Judge's ruling frozen embryos must be destroyed called 'tragic case'

IMAGE: CNS photo/Waltraud Grubitzsch, EPA

By Liz O’Connor

LEVITTOWN,
Pa. (CNS) — A California state judge’s ruling that a now-divorced couple’s five
frozen embryos must be destroyed is an example of doing something that
technology allows without considering all its aspects, according to medical ethicists.

Christopher
White, director of research and education for the California-based Center for
Bioethics and Culture, called the dispute a “tragic case”
illustrating “the plight of these frozen embryos.”

Estimates
of the number of embryos in frozen storage range from “hundreds of
thousands” to several million worldwide. White told Catholic News Service he
would be comfortable putting the number at 1 million.

The
center is opposed to the destruction of the embryos created by in vitro
fertilization for anesthesiologist Mimi Lee and Stephen Findley, when they
married. They are now divorced.

The
couple had signed a release at the time directing that the embryos should be
destroyed if they were to divorce.
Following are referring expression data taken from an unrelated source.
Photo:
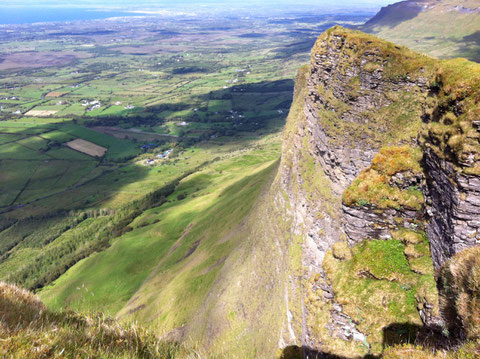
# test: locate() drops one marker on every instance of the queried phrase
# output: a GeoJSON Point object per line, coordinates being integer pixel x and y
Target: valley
{"type": "Point", "coordinates": [242, 185]}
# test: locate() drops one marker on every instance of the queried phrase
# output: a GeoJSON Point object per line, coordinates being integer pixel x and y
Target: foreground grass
{"type": "Point", "coordinates": [29, 330]}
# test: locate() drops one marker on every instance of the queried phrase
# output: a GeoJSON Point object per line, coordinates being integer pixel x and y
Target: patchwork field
{"type": "Point", "coordinates": [87, 147]}
{"type": "Point", "coordinates": [119, 155]}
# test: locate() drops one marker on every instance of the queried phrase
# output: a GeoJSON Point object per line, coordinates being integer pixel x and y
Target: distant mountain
{"type": "Point", "coordinates": [441, 28]}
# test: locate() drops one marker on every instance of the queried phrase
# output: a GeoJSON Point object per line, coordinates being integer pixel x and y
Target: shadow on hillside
{"type": "Point", "coordinates": [394, 334]}
{"type": "Point", "coordinates": [470, 46]}
{"type": "Point", "coordinates": [393, 15]}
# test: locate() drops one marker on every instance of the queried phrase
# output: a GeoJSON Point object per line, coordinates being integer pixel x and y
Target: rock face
{"type": "Point", "coordinates": [350, 89]}
{"type": "Point", "coordinates": [350, 174]}
{"type": "Point", "coordinates": [454, 209]}
{"type": "Point", "coordinates": [361, 223]}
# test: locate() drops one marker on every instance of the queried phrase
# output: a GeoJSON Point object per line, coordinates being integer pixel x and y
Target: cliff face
{"type": "Point", "coordinates": [379, 172]}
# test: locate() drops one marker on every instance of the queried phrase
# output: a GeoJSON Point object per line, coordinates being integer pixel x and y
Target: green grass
{"type": "Point", "coordinates": [133, 256]}
{"type": "Point", "coordinates": [378, 287]}
{"type": "Point", "coordinates": [118, 149]}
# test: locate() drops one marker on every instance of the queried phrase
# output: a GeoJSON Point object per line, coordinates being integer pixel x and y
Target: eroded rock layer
{"type": "Point", "coordinates": [379, 174]}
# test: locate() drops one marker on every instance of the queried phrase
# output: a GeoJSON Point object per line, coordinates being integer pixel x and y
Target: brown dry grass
{"type": "Point", "coordinates": [40, 113]}
{"type": "Point", "coordinates": [29, 330]}
{"type": "Point", "coordinates": [459, 282]}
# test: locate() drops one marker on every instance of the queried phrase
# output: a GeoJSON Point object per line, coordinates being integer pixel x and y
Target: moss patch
{"type": "Point", "coordinates": [377, 287]}
{"type": "Point", "coordinates": [374, 184]}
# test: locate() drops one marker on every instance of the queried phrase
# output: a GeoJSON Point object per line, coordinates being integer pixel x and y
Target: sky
{"type": "Point", "coordinates": [128, 4]}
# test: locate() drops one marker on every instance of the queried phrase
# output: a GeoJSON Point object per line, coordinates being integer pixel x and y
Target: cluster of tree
{"type": "Point", "coordinates": [94, 236]}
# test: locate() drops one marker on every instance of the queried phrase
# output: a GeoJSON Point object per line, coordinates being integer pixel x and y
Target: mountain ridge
{"type": "Point", "coordinates": [440, 28]}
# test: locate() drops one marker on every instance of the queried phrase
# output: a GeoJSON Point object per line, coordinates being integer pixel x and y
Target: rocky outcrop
{"type": "Point", "coordinates": [454, 208]}
{"type": "Point", "coordinates": [351, 173]}
{"type": "Point", "coordinates": [350, 82]}
{"type": "Point", "coordinates": [362, 223]}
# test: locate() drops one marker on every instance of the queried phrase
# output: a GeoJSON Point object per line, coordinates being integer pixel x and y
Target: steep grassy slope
{"type": "Point", "coordinates": [444, 29]}
{"type": "Point", "coordinates": [328, 250]}
{"type": "Point", "coordinates": [195, 267]}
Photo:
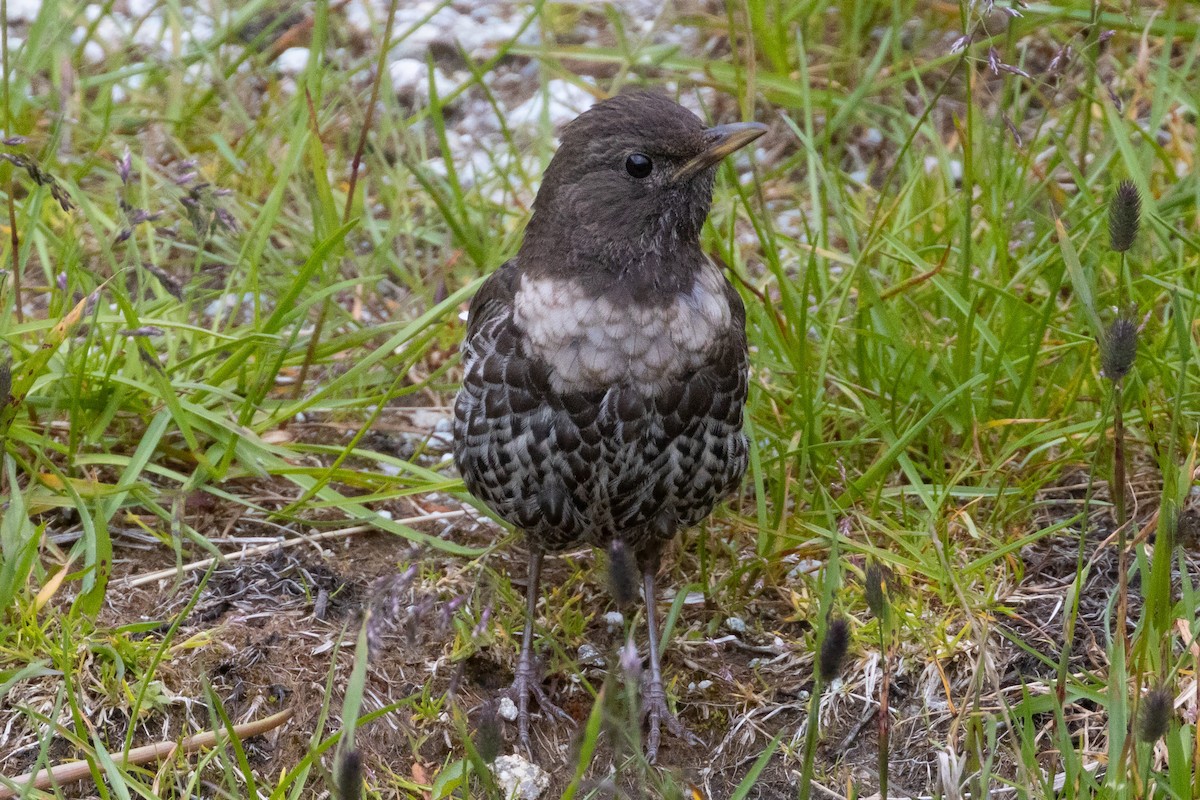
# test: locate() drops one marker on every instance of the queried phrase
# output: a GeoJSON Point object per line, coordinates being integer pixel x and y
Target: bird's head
{"type": "Point", "coordinates": [629, 188]}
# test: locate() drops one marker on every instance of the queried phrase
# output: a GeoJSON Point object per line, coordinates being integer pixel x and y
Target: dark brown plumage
{"type": "Point", "coordinates": [605, 366]}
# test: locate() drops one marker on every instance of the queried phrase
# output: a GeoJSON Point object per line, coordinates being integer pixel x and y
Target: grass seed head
{"type": "Point", "coordinates": [1119, 348]}
{"type": "Point", "coordinates": [489, 734]}
{"type": "Point", "coordinates": [1155, 719]}
{"type": "Point", "coordinates": [1125, 214]}
{"type": "Point", "coordinates": [622, 573]}
{"type": "Point", "coordinates": [876, 599]}
{"type": "Point", "coordinates": [349, 776]}
{"type": "Point", "coordinates": [833, 649]}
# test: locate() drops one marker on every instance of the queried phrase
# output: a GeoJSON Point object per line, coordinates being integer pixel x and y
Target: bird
{"type": "Point", "coordinates": [605, 366]}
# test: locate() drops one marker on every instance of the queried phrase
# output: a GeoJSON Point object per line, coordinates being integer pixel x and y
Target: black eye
{"type": "Point", "coordinates": [639, 164]}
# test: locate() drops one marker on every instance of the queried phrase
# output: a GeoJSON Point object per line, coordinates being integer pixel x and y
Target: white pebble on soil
{"type": "Point", "coordinates": [508, 709]}
{"type": "Point", "coordinates": [519, 779]}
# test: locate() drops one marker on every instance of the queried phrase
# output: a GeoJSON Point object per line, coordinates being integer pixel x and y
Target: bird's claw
{"type": "Point", "coordinates": [654, 707]}
{"type": "Point", "coordinates": [528, 681]}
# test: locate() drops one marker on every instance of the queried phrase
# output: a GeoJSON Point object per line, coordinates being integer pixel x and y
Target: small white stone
{"type": "Point", "coordinates": [24, 11]}
{"type": "Point", "coordinates": [293, 60]}
{"type": "Point", "coordinates": [508, 709]}
{"type": "Point", "coordinates": [519, 779]}
{"type": "Point", "coordinates": [589, 656]}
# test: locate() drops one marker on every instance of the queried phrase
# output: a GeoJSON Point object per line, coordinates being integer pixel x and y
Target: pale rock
{"type": "Point", "coordinates": [519, 779]}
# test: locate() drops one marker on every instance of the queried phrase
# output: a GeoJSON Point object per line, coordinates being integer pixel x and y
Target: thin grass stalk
{"type": "Point", "coordinates": [810, 739]}
{"type": "Point", "coordinates": [13, 236]}
{"type": "Point", "coordinates": [1119, 501]}
{"type": "Point", "coordinates": [355, 163]}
But Lee said she did not understand the
agreement to be binding and thought she could change her mind.

California
Superior Court Judge Anne-Christine Massullo in San Francisco ruled Nov. 18 the
embryos must be thawed and discarded.

According
to articles in the Los Angeles Times, Lee was diagnosed with breast cancer days
before the couple’s 2010 wedding, and they decided to create embryos through
IVF before she underwent treatment that might impair her fertility. She and
Findley separated in 2013 and divorced earlier this year.

Lee,
46, asserts that the embryos represent her last chance to have a biological
child; Findley does not want to have children with her. Lee’s lawyer did not
return a CNS request for comment, but Lee is reported to have said she would appeal a ruling
against her.

Massullo’s
ruling is in line with most other rulings on the subject across the country,
according to a Nov. 19 article in The New York Times. Judges in at least 11
states have ruled in estranged couples’ embryo-custody cases, and in at least
eight of those states the ruling has been in favor of the party who did not
want the unborn babies brought to term.

In
Pennsylvania, Illinois and Maryland, however, courts have awarded the
embryos to women who argued, as Lee does, that the embryos created with
ex-husbands or ex-boyfriends represent their only chance to have biological
children. There is no federal law regulating these issues.

Father
Tad Pacholczyk, director of education at the National Catholic Center for
Bioethics in Philadelphia, said that “it is objectively contrary to human
dignity to bring our children into the world in laboratory glassware; they have
the right to be conceived exclusively within the marital embrace. Those who are
involved in pursuing or promoting IVF invariably act in a disordered and
morally unacceptable manner, despite the loftiest of intentions.”

Fertility
specialists in the U.S. regularly create numerous embryos using IVF and insert
several at a time into the mother’s body, in the hope that one or two will successfully
implant in the womb and come to term. Remaining embryos are stored in case the
attempt is a failure or more children are desired in the future.

White,
of the Center
for Bioethics and Culture, said that IVF has an 80 percent failure rate for
each attempt worldwide and that the failure rate is 70 percent in the U.S.

He
noted that Germany has a law that only three eggs at a time may be inseminated and
all must be inserted — Father Pacholczyk wrote in his syndicated bioethics column
that Italy has a similar law — and these countries therefore do not have the
problem of what to do with stored frozen embryos.

Father
Pacholczyk said that several alternatives to the destruction of unwanted frozen
embryos have been suggested, including donation for scientific research, donation
of the frozen embryo for adoption by a woman who wishes to have a child, or
indefinite preservation of the embryo in the frozen state.

The
church, Father Pacholczyk said, has no position on frozen embryos, although a
2008 statement by the Vatican Congregation for the Doctrine of the Faith, “Dignitas
Personae” (“The Dignity of a Person”) comes down firmly on the
side of the dignity and worth of the human embryo.

“It
needs to be recognized that the thousands of abandoned embryos represent a
situation of injustice which in fact cannot be resolved,” it says. Among
the document’s conclusions are that the embryos may not be used for research
and may not be used as “a treatment for infertility” which latter the
bioethicist said could seem to rule out the adoption alternative.

Father
Pacholczyk told CNS that his own opinion is that only continued preservation of
the embryo would be allowable.

In
his syndicated column, he has written that frozen-storage facilities are
analogous to orphanages, and the fee that parents pay to continue to keep the
embryos there is not unlike the money parents spend to care for children who
have been born. The embryos could be kept until they die and then be buried,
rather than being disposed of as medical waste.